Il y a quelques semaines j’ai prêché une retraite dans un micro-monastère près du Mans, en France. Un manoir médiéval, tout petit au milieu des saules et des chênes, trois menues maisons d’allure délicieusement paysanne reliées par une galerie. Une église toute simple où prient sept moniales cisterciennes. Tout pour remercier Dieu. D’ailleurs le monastère s’appelle La Merci-Dieu... En contre-bas, à quelques mètres dans la prairie, coule la Sarthe. Quand je dis « coule », en fait je ne sais pas trop bien. A l’heure de la sieste je vais me poser et me reposer au bord de l’eau. Les feuilles d’automne dérivent à la surface de l’onde. Très doucement, comme tout ici. Or à les regarder avec un peu d’attention, elles semblent aller vers le Nord. Bizarre. Mes notions de géographie française me font faire descendre la Sarthe du nord au sud vers la Loire.

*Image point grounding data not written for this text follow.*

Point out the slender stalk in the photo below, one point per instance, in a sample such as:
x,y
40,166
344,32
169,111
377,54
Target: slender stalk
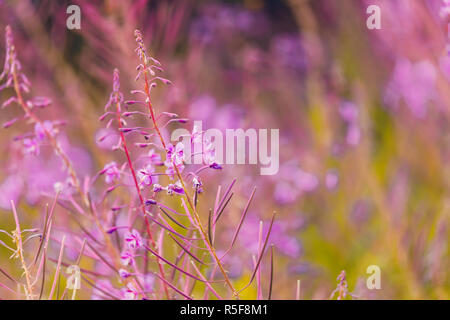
x,y
53,142
18,240
141,198
187,195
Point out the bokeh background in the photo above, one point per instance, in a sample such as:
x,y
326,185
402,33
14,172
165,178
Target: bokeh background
x,y
363,115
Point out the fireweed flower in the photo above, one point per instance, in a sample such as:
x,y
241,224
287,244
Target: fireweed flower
x,y
127,258
133,239
174,158
112,173
124,273
157,187
31,146
130,292
175,188
145,175
39,130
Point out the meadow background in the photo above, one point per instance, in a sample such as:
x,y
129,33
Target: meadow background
x,y
363,115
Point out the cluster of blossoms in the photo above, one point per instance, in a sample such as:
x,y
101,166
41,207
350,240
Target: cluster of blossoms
x,y
106,217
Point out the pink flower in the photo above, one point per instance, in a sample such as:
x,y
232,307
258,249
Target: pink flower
x,y
133,239
112,173
175,188
126,258
130,292
124,273
41,129
175,158
31,146
145,175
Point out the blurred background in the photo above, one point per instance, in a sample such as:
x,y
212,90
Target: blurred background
x,y
363,115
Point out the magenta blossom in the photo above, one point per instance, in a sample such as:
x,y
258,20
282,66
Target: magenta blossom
x,y
133,239
112,173
41,129
146,175
127,258
175,188
31,146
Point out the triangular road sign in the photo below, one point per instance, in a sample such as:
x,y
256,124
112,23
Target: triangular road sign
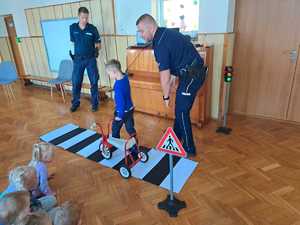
x,y
171,144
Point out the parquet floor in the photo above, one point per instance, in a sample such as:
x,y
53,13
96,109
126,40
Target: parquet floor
x,y
250,177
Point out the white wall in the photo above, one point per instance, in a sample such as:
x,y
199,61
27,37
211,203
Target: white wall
x,y
216,16
17,7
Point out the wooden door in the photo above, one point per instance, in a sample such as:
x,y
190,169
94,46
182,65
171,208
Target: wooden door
x,y
264,71
293,112
12,35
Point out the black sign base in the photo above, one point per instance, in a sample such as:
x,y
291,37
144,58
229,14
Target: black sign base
x,y
171,206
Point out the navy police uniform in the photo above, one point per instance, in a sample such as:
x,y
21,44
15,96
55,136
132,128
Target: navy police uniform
x,y
175,52
85,58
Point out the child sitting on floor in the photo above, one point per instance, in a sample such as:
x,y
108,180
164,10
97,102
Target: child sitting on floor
x,y
24,178
124,108
42,153
15,210
14,207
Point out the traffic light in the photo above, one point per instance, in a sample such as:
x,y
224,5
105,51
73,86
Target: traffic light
x,y
228,73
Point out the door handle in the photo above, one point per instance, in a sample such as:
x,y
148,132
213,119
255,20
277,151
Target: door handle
x,y
293,55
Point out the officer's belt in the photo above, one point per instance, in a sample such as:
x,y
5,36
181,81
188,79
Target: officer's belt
x,y
193,70
82,57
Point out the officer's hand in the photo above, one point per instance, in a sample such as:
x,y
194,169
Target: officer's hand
x,y
167,102
96,52
71,55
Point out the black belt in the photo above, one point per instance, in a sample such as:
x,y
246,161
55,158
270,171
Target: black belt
x,y
193,70
82,57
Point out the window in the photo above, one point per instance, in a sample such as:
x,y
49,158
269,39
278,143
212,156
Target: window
x,y
180,13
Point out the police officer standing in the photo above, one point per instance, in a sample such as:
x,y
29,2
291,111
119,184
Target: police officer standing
x,y
176,57
86,41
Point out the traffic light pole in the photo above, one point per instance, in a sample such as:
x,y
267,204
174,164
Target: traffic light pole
x,y
227,80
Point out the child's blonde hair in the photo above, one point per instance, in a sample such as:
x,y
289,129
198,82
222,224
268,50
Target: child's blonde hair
x,y
12,206
39,150
23,177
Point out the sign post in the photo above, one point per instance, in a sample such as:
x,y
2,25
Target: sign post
x,y
171,145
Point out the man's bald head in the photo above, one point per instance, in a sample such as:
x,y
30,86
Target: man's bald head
x,y
147,27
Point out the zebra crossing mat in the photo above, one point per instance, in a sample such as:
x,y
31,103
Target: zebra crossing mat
x,y
85,143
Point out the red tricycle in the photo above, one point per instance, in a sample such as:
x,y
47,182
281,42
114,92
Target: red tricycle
x,y
132,151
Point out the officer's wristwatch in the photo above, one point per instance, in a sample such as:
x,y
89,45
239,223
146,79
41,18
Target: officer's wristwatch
x,y
166,98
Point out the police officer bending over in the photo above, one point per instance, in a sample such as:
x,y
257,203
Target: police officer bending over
x,y
86,41
176,57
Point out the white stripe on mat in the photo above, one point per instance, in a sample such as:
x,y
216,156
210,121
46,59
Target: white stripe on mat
x,y
90,149
58,132
76,139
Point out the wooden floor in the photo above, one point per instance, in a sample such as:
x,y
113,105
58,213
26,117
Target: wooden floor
x,y
250,177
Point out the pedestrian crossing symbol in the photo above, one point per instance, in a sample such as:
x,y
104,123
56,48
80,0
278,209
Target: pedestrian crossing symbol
x,y
171,144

La plaine ici est plate et donc les rivières sont nonchalantes et presqu’immobiles, la direction de leur cours pratiquement imperceptible et il suffit d’un doux zéphir pour pousser le courant de surface et les feuilles... en sens inverse ! C’est ce que m’ont expliqué les sœurs à l’apéritif de fin de retraite.
La leçon a quelque chose de spirituel : méfions-nous des mouvements superficiels et les agitations de surface. Ils sont trompeurs. Croyons aux mouvements de fond, à cette force discrète et secrète, qui mènent les fleuves à la mer, et les hommes à leur Créateur. Merci Dieu.